Ultrasonic sensor to determine water level?


I'm planning to build a water level sensor for my watertank of my espresso machine... And i was just wondering about, if a ultrasonic sensor can be used for this propose? Or is this a stupid idea? :blush:

Maybe one like this:


I have searching the net, but i cant seem to find any clean answer...

I don't think ultrasonic sensors work well in enclosed tanks. An infrared proximity sensor would be cheaper with the small distance you're dealing with. To measure the water level you can add some type of float that would sit on top of the water that the IR sensor would reflect off of.

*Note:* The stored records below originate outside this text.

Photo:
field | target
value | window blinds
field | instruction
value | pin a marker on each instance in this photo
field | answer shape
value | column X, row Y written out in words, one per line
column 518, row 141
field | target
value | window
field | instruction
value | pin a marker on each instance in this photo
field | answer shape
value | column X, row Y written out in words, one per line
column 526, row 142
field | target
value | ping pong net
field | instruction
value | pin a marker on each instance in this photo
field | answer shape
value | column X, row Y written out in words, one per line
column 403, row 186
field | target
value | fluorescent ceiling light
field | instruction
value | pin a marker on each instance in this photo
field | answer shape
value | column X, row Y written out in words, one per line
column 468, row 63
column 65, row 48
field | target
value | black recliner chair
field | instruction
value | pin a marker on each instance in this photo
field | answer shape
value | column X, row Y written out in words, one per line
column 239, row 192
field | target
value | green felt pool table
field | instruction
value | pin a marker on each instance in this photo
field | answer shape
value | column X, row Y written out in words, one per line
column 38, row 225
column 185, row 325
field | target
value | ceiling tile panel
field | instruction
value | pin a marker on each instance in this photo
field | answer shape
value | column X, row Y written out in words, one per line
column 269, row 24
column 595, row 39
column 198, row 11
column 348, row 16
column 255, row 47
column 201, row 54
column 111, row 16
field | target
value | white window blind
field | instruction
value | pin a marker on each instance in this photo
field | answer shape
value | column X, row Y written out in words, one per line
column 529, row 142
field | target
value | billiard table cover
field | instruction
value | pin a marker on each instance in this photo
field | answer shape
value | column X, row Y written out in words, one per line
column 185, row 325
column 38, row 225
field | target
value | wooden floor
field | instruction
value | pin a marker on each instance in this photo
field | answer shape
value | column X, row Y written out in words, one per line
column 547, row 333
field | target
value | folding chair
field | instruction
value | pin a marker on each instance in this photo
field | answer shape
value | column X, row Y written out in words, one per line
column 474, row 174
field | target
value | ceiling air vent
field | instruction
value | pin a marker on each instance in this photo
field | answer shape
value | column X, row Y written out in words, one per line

The voltage from the transistor will vary with the distance measured.

No specs on this one, but just to give you the idea of what you're looking for: http://iteadstudio.com/store/index.php?main_page=product_info&cPath=4&products_id=244 Sparkfun.com sells a better selection with more detailed documentation.

Yeah, you're probably right...

Your idea could work, but how big do you think the float object minimum should be?

The watertank is 25cm deep... Sensor will be placed right above the water. approx 1cm..

I have dealt with the exact same problem, but for a 20L tank and found several threads in the subject of water level measurement on this forum. Search around and you will find a lot of good input.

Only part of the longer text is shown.